他闷哼一声,不敢说出自己非常注意她的每封邮件,随便扯道:“因为……因为他说话有英国腔啊!”
“你可真有本事,还听得出英国腔呢!”她赞许似的在他的肩头拍了几下。
这会儿,徐凡可就按捺不住了,整个人疼得弹跳起来,“好!我说我说,因为他寄了三封挂号信给你,不过我……我只是刚好有点印象而已。”
“哼!”她走到窗前,望著天边那轮明月,陷入了某种思绪。
突来的寂静,让徐凡感到心烦意乱,也不知自己在想什麽,他开口就问:“那家伙说他是你的学长,那他……也是你的男朋友吗?”
“小鬼,回家去吧!”她眼中藏著许多秘密,却无意说出。
月光静静飘落下来,将她整个人罩在那柔和的光线中,他突然害怕起来,怕她会像嫦娥一样,飞上了天空,飞向了月宫。
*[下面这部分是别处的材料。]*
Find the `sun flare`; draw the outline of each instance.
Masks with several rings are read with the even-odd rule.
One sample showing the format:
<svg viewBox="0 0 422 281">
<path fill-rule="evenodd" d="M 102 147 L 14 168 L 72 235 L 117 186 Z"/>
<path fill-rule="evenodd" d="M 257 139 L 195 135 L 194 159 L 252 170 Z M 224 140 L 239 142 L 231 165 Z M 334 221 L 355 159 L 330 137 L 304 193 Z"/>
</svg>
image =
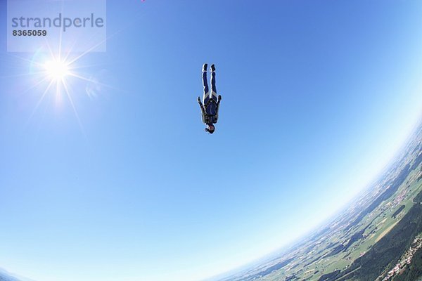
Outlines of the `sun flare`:
<svg viewBox="0 0 422 281">
<path fill-rule="evenodd" d="M 70 74 L 68 64 L 60 60 L 48 60 L 44 67 L 46 74 L 53 80 L 63 80 Z"/>
</svg>

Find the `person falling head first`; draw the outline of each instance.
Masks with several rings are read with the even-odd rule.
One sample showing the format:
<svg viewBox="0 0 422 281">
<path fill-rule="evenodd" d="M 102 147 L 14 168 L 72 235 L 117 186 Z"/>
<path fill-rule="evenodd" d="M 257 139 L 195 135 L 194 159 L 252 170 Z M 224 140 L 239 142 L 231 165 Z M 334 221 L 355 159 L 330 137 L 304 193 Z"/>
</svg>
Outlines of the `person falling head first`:
<svg viewBox="0 0 422 281">
<path fill-rule="evenodd" d="M 198 103 L 200 107 L 202 112 L 203 122 L 207 125 L 205 131 L 210 133 L 214 133 L 215 126 L 214 124 L 218 121 L 218 109 L 219 103 L 222 100 L 220 95 L 217 96 L 217 88 L 215 87 L 215 66 L 211 65 L 211 92 L 208 88 L 207 81 L 207 69 L 208 65 L 204 63 L 202 70 L 203 85 L 204 86 L 204 93 L 203 100 L 198 97 Z"/>
</svg>

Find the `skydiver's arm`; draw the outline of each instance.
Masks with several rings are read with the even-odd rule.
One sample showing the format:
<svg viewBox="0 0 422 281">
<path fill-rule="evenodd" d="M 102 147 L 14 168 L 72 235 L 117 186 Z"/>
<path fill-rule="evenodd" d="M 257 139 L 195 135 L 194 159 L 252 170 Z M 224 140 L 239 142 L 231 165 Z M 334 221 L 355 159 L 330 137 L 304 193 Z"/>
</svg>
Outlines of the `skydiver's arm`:
<svg viewBox="0 0 422 281">
<path fill-rule="evenodd" d="M 202 113 L 203 122 L 205 123 L 205 110 L 204 109 L 204 106 L 203 105 L 202 102 L 200 101 L 200 98 L 199 97 L 198 97 L 198 103 L 199 103 L 199 106 L 200 107 L 200 112 Z"/>
<path fill-rule="evenodd" d="M 218 101 L 217 102 L 217 108 L 215 110 L 215 119 L 218 120 L 218 110 L 219 108 L 219 102 L 222 101 L 222 96 L 218 95 Z"/>
</svg>

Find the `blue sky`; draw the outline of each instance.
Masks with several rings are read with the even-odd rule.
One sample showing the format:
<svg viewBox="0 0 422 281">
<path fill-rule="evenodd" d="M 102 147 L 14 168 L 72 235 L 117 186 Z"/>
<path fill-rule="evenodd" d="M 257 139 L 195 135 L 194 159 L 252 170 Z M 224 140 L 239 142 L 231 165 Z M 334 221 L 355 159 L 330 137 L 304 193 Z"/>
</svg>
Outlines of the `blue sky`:
<svg viewBox="0 0 422 281">
<path fill-rule="evenodd" d="M 242 266 L 341 209 L 421 117 L 420 1 L 107 10 L 107 52 L 77 64 L 110 87 L 68 81 L 80 124 L 64 95 L 34 110 L 34 55 L 7 53 L 0 22 L 0 267 L 37 281 Z M 205 62 L 223 96 L 213 135 L 196 103 Z"/>
</svg>

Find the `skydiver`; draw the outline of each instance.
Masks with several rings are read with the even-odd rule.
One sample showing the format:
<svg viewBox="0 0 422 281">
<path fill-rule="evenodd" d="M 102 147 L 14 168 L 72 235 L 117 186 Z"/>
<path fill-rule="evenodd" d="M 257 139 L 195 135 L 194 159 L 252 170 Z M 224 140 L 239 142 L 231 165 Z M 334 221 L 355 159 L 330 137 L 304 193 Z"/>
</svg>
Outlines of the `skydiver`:
<svg viewBox="0 0 422 281">
<path fill-rule="evenodd" d="M 210 93 L 207 81 L 207 67 L 208 65 L 204 63 L 202 70 L 204 93 L 202 102 L 200 98 L 198 97 L 198 103 L 199 103 L 199 106 L 200 107 L 203 122 L 207 126 L 205 128 L 205 131 L 212 133 L 215 131 L 214 124 L 218 121 L 218 109 L 219 107 L 219 103 L 222 100 L 222 96 L 219 95 L 217 99 L 217 88 L 215 87 L 215 66 L 214 65 L 211 65 L 211 93 Z"/>
</svg>

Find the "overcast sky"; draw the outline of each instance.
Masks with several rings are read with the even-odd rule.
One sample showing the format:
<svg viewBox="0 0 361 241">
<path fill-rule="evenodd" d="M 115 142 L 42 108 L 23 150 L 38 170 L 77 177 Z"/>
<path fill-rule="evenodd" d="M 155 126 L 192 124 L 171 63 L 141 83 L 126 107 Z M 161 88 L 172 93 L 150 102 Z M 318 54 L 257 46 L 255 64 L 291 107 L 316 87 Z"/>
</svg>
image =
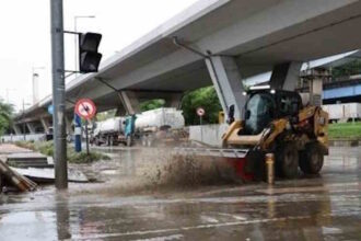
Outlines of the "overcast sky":
<svg viewBox="0 0 361 241">
<path fill-rule="evenodd" d="M 103 60 L 128 46 L 197 0 L 63 0 L 65 30 L 103 34 Z M 0 97 L 21 108 L 32 103 L 33 67 L 39 74 L 39 95 L 51 92 L 50 0 L 1 0 Z M 66 68 L 73 69 L 74 38 L 66 35 Z"/>
</svg>

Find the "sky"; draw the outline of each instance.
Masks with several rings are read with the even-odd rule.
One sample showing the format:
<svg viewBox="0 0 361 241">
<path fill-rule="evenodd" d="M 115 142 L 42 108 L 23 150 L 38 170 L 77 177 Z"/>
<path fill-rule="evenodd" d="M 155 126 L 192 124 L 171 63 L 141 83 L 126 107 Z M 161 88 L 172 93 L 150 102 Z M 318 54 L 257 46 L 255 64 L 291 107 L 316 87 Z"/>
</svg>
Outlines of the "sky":
<svg viewBox="0 0 361 241">
<path fill-rule="evenodd" d="M 115 55 L 197 0 L 63 0 L 65 30 L 103 34 L 103 60 Z M 16 110 L 33 104 L 33 72 L 39 97 L 51 93 L 50 0 L 1 0 L 0 97 Z M 74 69 L 74 36 L 65 35 L 66 69 Z M 70 81 L 68 79 L 67 81 Z"/>
</svg>

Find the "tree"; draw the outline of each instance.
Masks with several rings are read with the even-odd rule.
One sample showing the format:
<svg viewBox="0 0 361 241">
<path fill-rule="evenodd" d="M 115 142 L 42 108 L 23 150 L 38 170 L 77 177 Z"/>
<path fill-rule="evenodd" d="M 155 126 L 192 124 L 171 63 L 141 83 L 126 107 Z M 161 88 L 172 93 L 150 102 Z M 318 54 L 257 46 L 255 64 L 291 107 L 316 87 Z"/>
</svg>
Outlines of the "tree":
<svg viewBox="0 0 361 241">
<path fill-rule="evenodd" d="M 12 104 L 7 104 L 0 99 L 0 135 L 9 131 L 12 125 L 12 115 L 14 107 Z"/>
<path fill-rule="evenodd" d="M 182 110 L 186 125 L 199 124 L 199 116 L 196 113 L 198 107 L 203 107 L 206 111 L 202 119 L 205 124 L 218 123 L 218 115 L 222 107 L 213 87 L 201 88 L 185 94 Z"/>
</svg>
然而,他也明白他无权多问,只得慢慢走下床、走出房,走往自家大门。
一回头,幸好他的忧虑没有成真,那朦胧的人影仍在窗边,只是,她的心却不知飞到了何处?
别爱我
为何
话才到嘴边
都还来不及告诉你
你就绝情的
教我不可以爱你
徐凡的伤势过了几天就痊愈了,年轻嘛!有什麽伤口不能复合的?
信箱里,汤新亚又开始寄信来了,厚厚的一大封,徐凡没说什麽,全都偷偷藏了起来,等他要烧落叶的时候,他才要一起丢进铁桶里烧掉。
这绝对是为了雨霜好,他这麽告诉自己。
夏日仍然炎热,偶尔下几场雷阵雨,让大地消消暑气。徐凡每天打工、念书、游泳,日子过得很充实,偶尔有朋友找他出去,他还要稍微考虑一下。
不知道雨霜会不会好好吃饭?小猫会不会没水喝?他总是有很多牵挂。
电话那端,勇仔的声音正连连催促著,“快出来啦!我们三缺一,总不能我一个男生应付两个女生吧?”
兄弟有难,徐凡只得拔刀相助,“好吧!你等我十分钟。”
越过铁门,他走进凌家後院,雨霜正躺在池畔吃冰淇淋、看电脑杂志,仍是一派清凉的穿著,敞开的衬衫底下是黑色的泳衣。
惹火程度第二级,徐凡得先深吸几口气,才能让声音平静的发出,“凌小姐,我出去一下,晚上就回来了。”
雨霜缓缓抬起头,“你不用什麽都向我报告,事情做完了,你想去哪儿都行。”
又不是小孩子在向妈妈报告行踪,这小鬼勤奋是勤奋,就是罗唆了点!
是吗?徐凡嘴角暗自抽筋,那他就要玩到天亮才回来!虽然不高兴,他还是叮咛道:“晚餐在冰箱里,拿出来微波就可以吃了,那我明天再来。”
“Bye!”她简单回应,视线又回到杂志中,完全不当他要离开是一回事。
哼!她完全忘了,他可是帮她赶走过坏男人,还为她流过血呢!
徐凡忿忿的走回自家屋子,心想,自己一定要大玩特玩,换过了衬衫和牛仔裤,他骑上脚踏车出发,目标是镇上唯一的电影院:大舞台戏院。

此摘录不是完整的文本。